Als Teil des größeren Demokratieproblems bleibt aber die Frage im Raum: Wie kann die Unabhängigkeitsdoktrin der EZB so weiterentwickelt werden, dass einerseits die Entscheidungsspielräume gewahrt, andererseits aber über Transparenz und Nachvollziehbarkeit die ausgedünnten Legitimationsstränge stabilisiert werden? Hier sind die Bedenken des BVerfG ernst zu nehmen: Weite Beurteilungsspielräume plus restriktive gerichtliche Kontrolle bergen in der Summe das Risiko eines EZB-Selbstbestimmungsrechts der eigenen Kompetenzen. Deshalb muss gelten: Wo inhaltlich-materiell die politische und gerichtliche Kontrolle zurücktritt, sollte eine prozedural anspruchsvolle Kontrolle in den Vordergrund treten.
Wenn man diesen prozeduralen Pfad der Legitimationsbeschaffung weiter vorantreiben möchte, wären neben der obligatorischen Begründungspflicht weitere Maßnahmen denkbar: Etwa die verbindliche Durchführung und Veröffentlichung einer ex-ante Evaluation alternativer geldpolitischer Maßnahmen, was auf Ebene der EU-Gesetzgebung schon verpflichtend ist und auch in Deutschland zum Arsenal “guter Gesetzgebung” gehört. So eine ex-ante Evaluation zwingt zur Alternativenprüfung und der Abschätzung von (unerwünschten) Nebeneffekten. Oder: Warum nicht die für die EZB als Bankenaufsicht eingeführten Rückkoppelungen mit den nationalen Parlamenten auch für die Geldpolitik verankern? Als Bankenaufseherin schuldet die EZB Antworten auf förmliche Anfragen aus den Parlamenten (Art. 21 Abs. 2 SSM-VO) und muss sich für einen “Gedankenaustausch” verfügbar machen (Art. 21 Abs. 3 SSM-VO). Ein auf ad-hoc Basis initiierter Dialog wäre ein Kanal zur gegenseitigen Verständnisförderung. Wer unabhängig agiert und seine Entscheidungen von politischem Einfluss abgeschirmt weiß, kann seine Politik in institutionalisierten Austauschformaten trotzdem erklären. In dem Amalgam aus Begründungspflicht, Alternativenprüfung, dialoggestützter Politikerklärung liegen die prozeduralen Einhegungen einer im übrigen mit großen Beurteilungsspielraum ausgestatteten EZB.

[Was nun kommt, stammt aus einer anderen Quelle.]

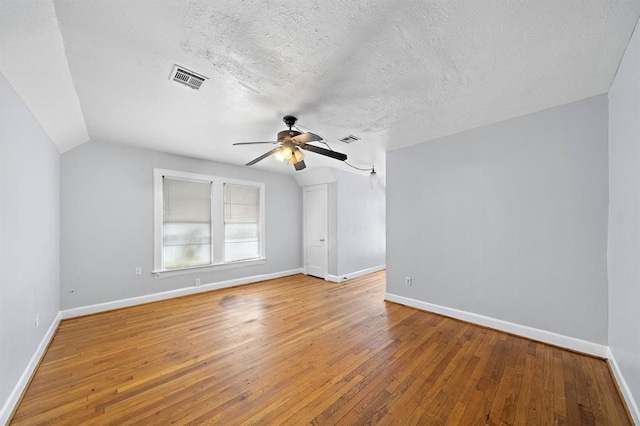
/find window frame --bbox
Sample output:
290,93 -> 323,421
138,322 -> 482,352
152,168 -> 266,278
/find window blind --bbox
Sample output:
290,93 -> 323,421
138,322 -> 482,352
162,177 -> 212,269
224,183 -> 260,262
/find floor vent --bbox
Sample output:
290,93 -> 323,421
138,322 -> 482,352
338,135 -> 360,143
170,65 -> 207,90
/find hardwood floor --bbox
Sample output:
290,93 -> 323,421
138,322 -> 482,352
12,272 -> 631,425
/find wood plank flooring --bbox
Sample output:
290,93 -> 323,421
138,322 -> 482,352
12,272 -> 631,425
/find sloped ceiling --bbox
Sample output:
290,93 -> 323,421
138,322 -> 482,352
0,0 -> 640,173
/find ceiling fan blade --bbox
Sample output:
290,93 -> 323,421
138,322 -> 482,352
234,141 -> 278,145
300,145 -> 347,161
293,160 -> 307,170
291,132 -> 322,143
245,147 -> 280,166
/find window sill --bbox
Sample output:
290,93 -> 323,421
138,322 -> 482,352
151,257 -> 267,278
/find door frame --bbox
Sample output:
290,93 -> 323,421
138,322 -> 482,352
302,183 -> 329,280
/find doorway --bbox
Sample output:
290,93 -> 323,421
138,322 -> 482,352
302,184 -> 329,279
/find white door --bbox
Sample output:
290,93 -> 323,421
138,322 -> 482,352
302,184 -> 329,279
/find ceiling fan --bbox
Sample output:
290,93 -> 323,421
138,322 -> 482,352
234,115 -> 347,170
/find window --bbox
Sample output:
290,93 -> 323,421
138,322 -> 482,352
154,169 -> 264,275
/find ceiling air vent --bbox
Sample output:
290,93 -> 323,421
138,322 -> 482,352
170,65 -> 207,90
338,135 -> 360,143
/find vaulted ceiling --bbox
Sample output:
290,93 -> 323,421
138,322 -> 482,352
0,0 -> 640,173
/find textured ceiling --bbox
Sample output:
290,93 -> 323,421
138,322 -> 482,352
0,0 -> 640,173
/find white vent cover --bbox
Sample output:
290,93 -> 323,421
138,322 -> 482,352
338,135 -> 360,143
170,65 -> 207,90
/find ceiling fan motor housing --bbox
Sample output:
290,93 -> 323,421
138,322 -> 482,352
278,130 -> 301,142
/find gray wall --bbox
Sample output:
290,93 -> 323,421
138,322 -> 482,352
60,142 -> 302,309
387,96 -> 608,344
330,170 -> 386,276
609,17 -> 640,412
0,74 -> 60,407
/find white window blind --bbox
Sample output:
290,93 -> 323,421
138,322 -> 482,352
162,177 -> 212,269
224,183 -> 260,262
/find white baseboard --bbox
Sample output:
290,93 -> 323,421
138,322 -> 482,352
385,293 -> 609,358
327,265 -> 387,283
0,312 -> 62,424
607,348 -> 640,425
61,269 -> 302,319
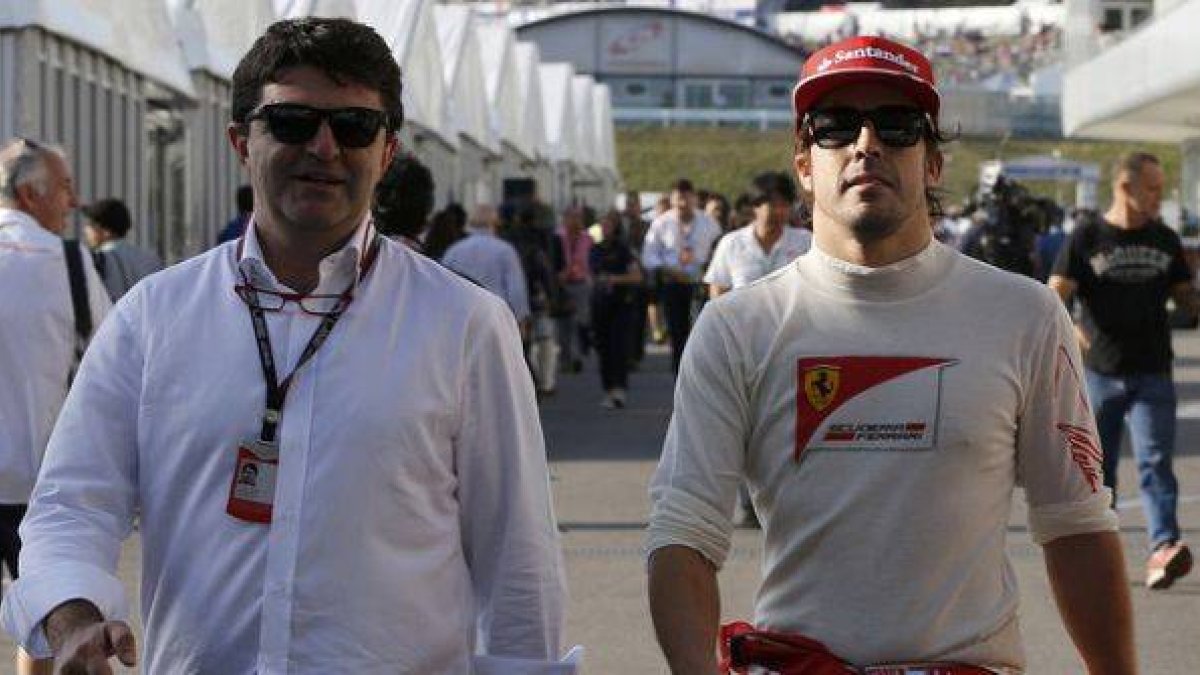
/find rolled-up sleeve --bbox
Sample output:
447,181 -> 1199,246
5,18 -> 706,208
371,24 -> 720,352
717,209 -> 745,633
1016,289 -> 1117,544
455,297 -> 565,661
0,291 -> 143,657
646,301 -> 750,568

Ich vermisse eine Begründung dafür, warum das (einseitig) gewachsene Kooperationsverhältnis zum EuGH hier nicht kategorial gebrochen wurde. Wer kooperieren will, kann dem “Partner” doch schlecht vorwerfen, dass der nicht weiß, wie man Recht so anwendet, dass es nicht willkürlich wird. Und noch ein Punkt: In der ganzen Transparenzeuphorie hören wir wenig über die Unabhängigkeit des ESZB (hier vergisst der Senat sogar, sich selbst zu zitieren) und viel über den durch sie bewirkten demokratischen Einflussknick. Wer sagt denn eigentlich, was der EZB-Rat erwogen, geprüft und berücksichtigt hat? Gibt es vielleicht Gründe dafür, dass da nicht alle verfassungsbeschwerdeberechtigten deutschen Bürger*innen ein Bulletin bekommen haben? Und bedeutet Unabhängigkeit (die unionsrechtlich übrigens auch die Bundesbank genießt) nicht vielleicht auch Unabhängigkeit gegenüber dogmatischen Figuren aus dem nationalen Verfassungsrecht, deren Anwendung auf die Geldpolitik vor ihrer Vergemeinschaftung doch niemanden eingefallen wäre? Ich kann den Beschwichtigungsversuch gut nachvollziehen, aber ganz so unproblematisch ist das – bei allen teils auch berechtigten Bedenken in der Sache gegenüber “Weiss” und dem PSPP – aus meiner Sicht nicht.
“In diesem Sinne entschied das Gericht gerade erst in anderem Kontext über die Hartz IV-Sanktionen und forderte dort, dass mit steigender Grundrechtsintensität (durch gekürztes Hartz IV) eine verschärfte Verhältnismäßigkeitsprüfung einhergehen müsse, abgesichert durch eine belastbare und abwägende Evidenz für die Wirkung der einschneidenden Hartz-IV Kürzungen (und verwarf deshalb Hartz IV-Kürzungen über 60%).”
Gerade das Sanktionsurteil ist ein weiteres unschönes Beispiel dafür, wie inkonsistent das BVerfG bisweilen seine Entscheidungen begründet:
https://www.freitag.de/autoren/der-freitag/bis-das-hirn-schmerzt
Möglicherweise liegt eine Ursache in einem Defizit an methodischer Reflexion und in Folge dessen ein Mangel an Selbstbindung an methodische Maximen. So nehme ich das jedenfalls seit Jahren in der Sozialgerichtsbarkeit war und auch in vielen Entscheidungen des BVerfG auf diesem Gebiet.